In [1]:
pip install -r requirements.txt

Note: you may need to restart the kernel to use updated packages.


In [11]:
import time
import pandas as pd
import praw
from datetime import datetime, date
from psaw import PushshiftAPI
import string
from vaderSentiment.vaderSentiment import SentimentIntensityAnalyzer

In [3]:
up_ratio = 0.75  # min post upvote ratio
post_ups = 20  # min # upvotes on post
cmt_ups = 2  # min # upvotes on comment
top_n_stocks = 5  # number of most mentioned stocks to consider
posts_perday = 1000 # Number of posts to consider for each day

# Modify these: Year, Month, Day
start_date = int(datetime(2022,4,1).timestamp())
end_date = int(datetime(2022,4,6).timestamp())

r = praw.Reddit(
    user_agent="sunflora",
    client_id="fQHJvnTwnElH2AOxXIt4nw",
    client_secret="UW3GeW8iCJCHbly-hYqd7Cgscx72Jw"
)
reddit = PushshiftAPI(r)

In [4]:
# Stock data adapted from https://github.com/jklepatch/eattheblocks/blob/master/screencast/290-wallstreetbets-sentiment-analysis/data.py
# csv file from https://www.nasdaq.com/market-activity/stocks/screener?exchange=nasdaq&letter=0&render=download\

stock_screener = pd.read_csv("nasdaq_screener_1649302163756.csv")
stocks = []
for i in range(stock_screener.shape[0]):
    stocks.append(stock_screener['Symbol'][i])

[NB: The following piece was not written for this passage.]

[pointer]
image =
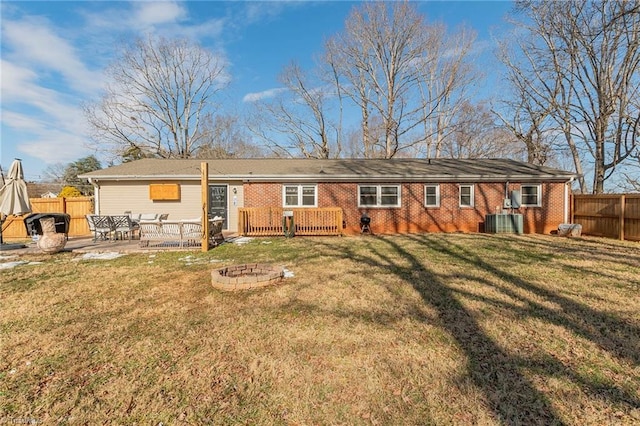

# blacklist words that might be confused as stock names
blacklist = {'I', 'ELON', 'WSB', 'THE', 'A', 'ROPE', 'YOLO', 'TOS', 'CEO', 'DD', 'IT', 'OPEN', 'ATH', 'PM', 'IRS', 'FOR','DEC', 'BE', 'IMO', 'ALL', 'RH', 'EV', 'TOS', 'CFO', 'CTO', 'DD', 'BTFD', 'WSB', 'OK', 'PDT', 'RH', 'KYS', 'FD', 'TYS', 'US', 'USA', 'IT', 'ATH', 'RIP', 'BMW', 'GDP', 'OTM', 'ATM', 'ITM', 'IMO', 'LOL', 'AM', 'BE', 'PR', 'PRAY', 'PT', 'FBI', 'SEC', 'GOD', 'NOT', 'POS', 'FOMO', 'TL;DR', 'EDIT', 'STILL', 'WTF', 'RAW', 'PM', 'LMAO', 'LMFAO', 'ROFL', 'EZ', 'RED', 'BEZOS', 'TICK', 'IS', 'PM', 'LPT', 'GOAT', 'FL', 'CA', 'IL', 'MACD', 'HQ', 'OP', 'PS', 'AH', 'TL', 'JAN', 'FEB', 'JUL', 'AUG', 'SEP', 'SEPT', 'OCT', 'NOV', 'FDA', 'IV', 'ER', 'IPO', 'MILF', 'BUT', 'SSN', 'FIFA', 'USD', 'CPU', 'AT', 'GG', 'Mar','ARE','GO',
             'ON','J','VERY','REAL','FAST','ANY','GET','UK','HAS','CAN','IQ'}

# adding words to update the dictionary of SentimentIntensityAnalyzer() based on reddit
new_words = {
    'citron': -4.0,
    'hidenburg': -4.0,
    'moon': 4.0,
    'highs': 2.0,
    'mooning': 4.0,
    'long': 2.0,
    'short': -2.0,
    'call': 4.0,
    'calls': 4.0,
    'put': -4.0,
    'puts': -4.0,
    'break': 2.0,
    'tendie': 2.0,
     'tendies': 2.0,
     'town': 2.0,
     'overvalued': -3.0,
     'undervalued': 3.0,
     'buy': 4.0,
     'sell': -4.0,
     'gone': -1.0,
     'gtfo': -1.7,
     'paper': -1.7,
     'bullish': 3.7,
     'bearish': -3.7,
     'bagholder': -1.7,
     'stonk': 1.9,
     'green': 1.9,
     'money': 1.2,
     'print': 2.2,
     'rocket': 2.2,
     'bull': 2.9,
     'bear': -2.9,
     'pumping': -1.0,
     'sus': -3.0,
     'offering': -2.3,
     'rip': -4.0,
     'downgrade': -3.0,
     'upgrade': 3.0,
     'maintain': 1.0,
     'pump': 1.9,
     'hot': 1.5,
     'drop': -2.5,
     'rebound': 1.5,
     'crack': 2.5,}

In [5]:
# clean up comments
def clean(cmt_string):
    punctuations = cmt_string.translate(str.maketrans('', '', string.punctuation))  # get rid of punctuations
    return punctuations


# limit = number of posts
def get_posts(start_date, end_date, limit):
    # We set by default some useful columns
    posts = list(reddit.search_submissions(
        subreddit='wallstreetbets',
        after=start_date,
        before=end_date,
        limit=limit
    ))
    return posts

In [6]:
def get_picks(start, end, limit):
    """
    :param start: Starting epoch
    :param end: Ending epoch
    :param limit: Number of posts to retrieve
    :return: dictionary: {top n_stocks: list of comments about that stock}
    """

    cmt_list = []  # stores all text
    relevant_comments = []
    stock_count = {}  # stores stock_name:count
    stock_cmts = {}  # stores stock_name: [comments]
    pick_cmts = {}  # stock_cmts for top n stocks
    
    posts = get_posts(start, end, limit)  # retrieve posts
    
    for submission in posts:
        if submission.score > post_ups:
            cmt_list.append(clean(submission.title))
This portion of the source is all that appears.